De Franse schrijver François Mauriac werd op 11 oktober 1885 geboren in Bordeaux. Zie ook mijn blog van 12 oktober 2006.
Uit: Mozart et autres écrits sur la musique
“Cette année, à Aix, la main de marbre du Commandeur n’étreindra pas la main souillée de Don Juan. C’est que les affaires de ce monde vont moins mal et que L’Enlèvement au sérail, Le Mariage secret conviennent mieux aux plaisirs d’une société à qui Dieu accorde quelque rémission. L’an dernier, sous les platanes du cours Mirabeau, à la terrasse des Deux garçons, nous faisions les raisonneurs : le mauvais coup de la Corée signifiait que Staline était résolu à courir tous les risques ; il n’était pas si sot que de tirer l’adversaire de son assoupissement, s’il ne détenait les moyens de l’abattre. Nous nous trompions, parce que nous raisonnions. Nous n’imaginions même pas que le maître du Kremlin pût croire que les réactions du jeune géant américain seraient aussi lentes qu’avaient été, du temps de Hitler, celles des vieilles démocraties sclérosées.
Une année est passée. Des milliers d’innocents ont péri en Corée, dans les villages et sur les routes. La souffrance des enfants, qui fait défaillir la pensée devant le mystère du mal, a été multipliée à l’infini.
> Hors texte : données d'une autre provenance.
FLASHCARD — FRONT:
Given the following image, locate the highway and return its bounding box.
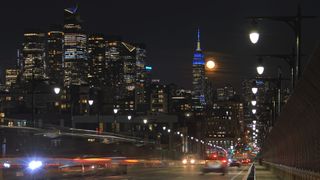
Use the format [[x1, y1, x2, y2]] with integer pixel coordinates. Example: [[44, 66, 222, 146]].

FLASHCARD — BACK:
[[71, 166, 249, 180]]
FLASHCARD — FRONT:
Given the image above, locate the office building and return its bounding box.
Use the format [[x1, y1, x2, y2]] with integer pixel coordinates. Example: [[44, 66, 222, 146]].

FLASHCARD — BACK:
[[22, 31, 46, 82], [63, 7, 88, 87], [88, 34, 108, 87], [46, 26, 64, 86], [192, 30, 206, 111]]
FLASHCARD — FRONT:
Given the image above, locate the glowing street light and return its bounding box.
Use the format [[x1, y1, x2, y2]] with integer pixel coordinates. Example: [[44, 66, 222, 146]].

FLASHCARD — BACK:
[[249, 21, 260, 44], [53, 87, 61, 94], [206, 60, 216, 70], [251, 100, 257, 106], [249, 30, 260, 44], [257, 65, 264, 75], [251, 87, 258, 94], [252, 109, 257, 114]]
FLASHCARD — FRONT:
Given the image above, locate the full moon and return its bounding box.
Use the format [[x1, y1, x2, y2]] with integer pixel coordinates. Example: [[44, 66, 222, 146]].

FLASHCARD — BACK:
[[206, 60, 216, 69]]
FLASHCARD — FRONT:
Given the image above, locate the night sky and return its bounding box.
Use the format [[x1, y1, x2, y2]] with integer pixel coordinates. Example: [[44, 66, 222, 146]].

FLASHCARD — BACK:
[[0, 0, 320, 90]]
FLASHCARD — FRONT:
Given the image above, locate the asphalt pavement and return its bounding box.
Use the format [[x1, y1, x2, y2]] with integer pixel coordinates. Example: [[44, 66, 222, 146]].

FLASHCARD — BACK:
[[77, 166, 249, 180]]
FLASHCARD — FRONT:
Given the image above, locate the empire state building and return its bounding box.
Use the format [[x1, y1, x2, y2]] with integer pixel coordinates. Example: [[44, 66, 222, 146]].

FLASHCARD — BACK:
[[192, 29, 206, 111]]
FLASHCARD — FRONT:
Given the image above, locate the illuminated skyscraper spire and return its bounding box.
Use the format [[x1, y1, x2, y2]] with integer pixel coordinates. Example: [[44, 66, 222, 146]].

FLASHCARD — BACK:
[[197, 28, 201, 51]]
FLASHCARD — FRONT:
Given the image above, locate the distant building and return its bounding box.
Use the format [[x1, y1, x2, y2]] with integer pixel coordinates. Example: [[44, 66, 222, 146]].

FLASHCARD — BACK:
[[150, 79, 168, 113], [88, 35, 108, 87], [106, 39, 146, 112], [46, 27, 64, 86], [5, 69, 20, 89], [22, 31, 46, 82], [63, 7, 88, 86], [192, 30, 206, 111], [205, 100, 243, 148], [167, 84, 192, 116], [216, 85, 236, 101]]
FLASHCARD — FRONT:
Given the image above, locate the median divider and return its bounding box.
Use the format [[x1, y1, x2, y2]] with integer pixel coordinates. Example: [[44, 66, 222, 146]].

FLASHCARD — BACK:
[[242, 163, 256, 180]]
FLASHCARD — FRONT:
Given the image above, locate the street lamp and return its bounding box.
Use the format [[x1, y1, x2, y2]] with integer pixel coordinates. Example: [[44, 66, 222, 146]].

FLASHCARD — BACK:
[[113, 108, 118, 132], [251, 87, 258, 94], [252, 109, 257, 114], [248, 7, 315, 87], [251, 100, 257, 106], [53, 87, 61, 95], [88, 99, 93, 106], [249, 30, 260, 44], [143, 119, 148, 124], [257, 65, 264, 75], [128, 115, 133, 135]]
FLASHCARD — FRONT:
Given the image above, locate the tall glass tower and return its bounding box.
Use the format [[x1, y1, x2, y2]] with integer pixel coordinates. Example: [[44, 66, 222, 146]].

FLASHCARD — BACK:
[[64, 7, 88, 86], [192, 29, 206, 111], [22, 31, 45, 82]]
Peut-être la grâce va-t-elle être accordée à ceux qui ont survécu de revenir là où s’élevait leur maison autrefois et de chercher parmi la poussière et la cendre quelques restes de leur modeste bonheur anéanti. Et des Français continuent de mourir en Indochine. Et nous, dans ces nuits radieuses, au château de Lourmarin ou au château du Tholonet nous sommes redevenus libres d’admirer que les grenouilles ne troublent en rien le chant de Scarlatti ni celui de Vivaldi et que leurs coassements s’y unissent et s’y fondenT. Autour du Collegium musicum italicum de Rome et de Renato Fasano, la nuit d’été se recueille. Parfois les feuillages profonds des platanes s’émeuvent et le souffle frais qui caresse nos visages soulève dangereusement les partitions sur les pupitres. Et puis tout s’apaise et la lune elle-même écoute derrière les branches.”